The word "Holocaust" comes from a Greek word and can be divided in "holos" (wholes) and "kaustos" (burned). It was historically used to describe a sacrificial offering burned on an altar. Since 1945, this word has taken a whole new and terrible meaning - the mass murder of over 6 million European Jews and many other members of persecuted groups. Those groups included homosexuals, gypsies, Jehovah's Witnesses, and other religious groups. This was caused by the German Nazis, who ruled during World War II.

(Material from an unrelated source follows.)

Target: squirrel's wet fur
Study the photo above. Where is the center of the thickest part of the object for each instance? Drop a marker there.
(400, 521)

Prejudice against Jews didn't start with Adolf Hitler. There had been evidence of hostility toward Jews long before the Holocaust – such as when Roman authorities destroyed the Jewish temple of Jerusalem. Jews were forced to evacuate Palestine. During World World I, prejudice against Jews suffering took on a racial character rather than a religious one. Hitler served in the German army in World War I and he, with many others, blamed the Jews for the country's defeat in 1918. Hitler joined the National German Worker's Party, which later became the National Socialist German Worker Party, also known to Americans as the Nazis. Hitler later became obsessed with the idea of the superiority of the “pure” German race, which he called “Aryan” (meaning in English a non-Jewish Caucasian).

By September 1939, the German army occupied the western half of Poland. German police soon forced tens of thousands of Polish Jews from their homes and into ghettoes, which were surrounded by high walls and barbed wire. The ghettoes functioned like captive city-states and were governed by Jewish councils. In addition to widespread unemployment, poverty, and hunger, overpopulation made the ghettoes breeding grounds for diseases such as typhus - a bacterial disease spread through contaminated food, water, or close contact. Typhus was called "jail fever" to Germans.

In the fall of 1939, Nazis chose around 70,000 Germans institutionalized for disabilities and/or mental illness to be gassed in the Euthanasia program. By 1945, some of 275,000 people judged handicapped from all over Europe had been killed.

The death camps and the ghettoes were different because one was worse than the other one. The ghettoes were in the city and they had food and water, and the people living in them worked in the companies to make better things for Germany during the war. Death camps, also known as concentration camps, would put people to work and treat them poorly; they would have to work until they died.

World War II and the death camps lasted until 1945. Before that, in 1939, Nazis tried to keep the operation of the camps a secret from the Allies, but the size of the killing made that virtually impossible. Germany's formal surrender in World War II came on May 8, 1945. The Holocaust was a horrible and terrifying part of history that should never be repeated.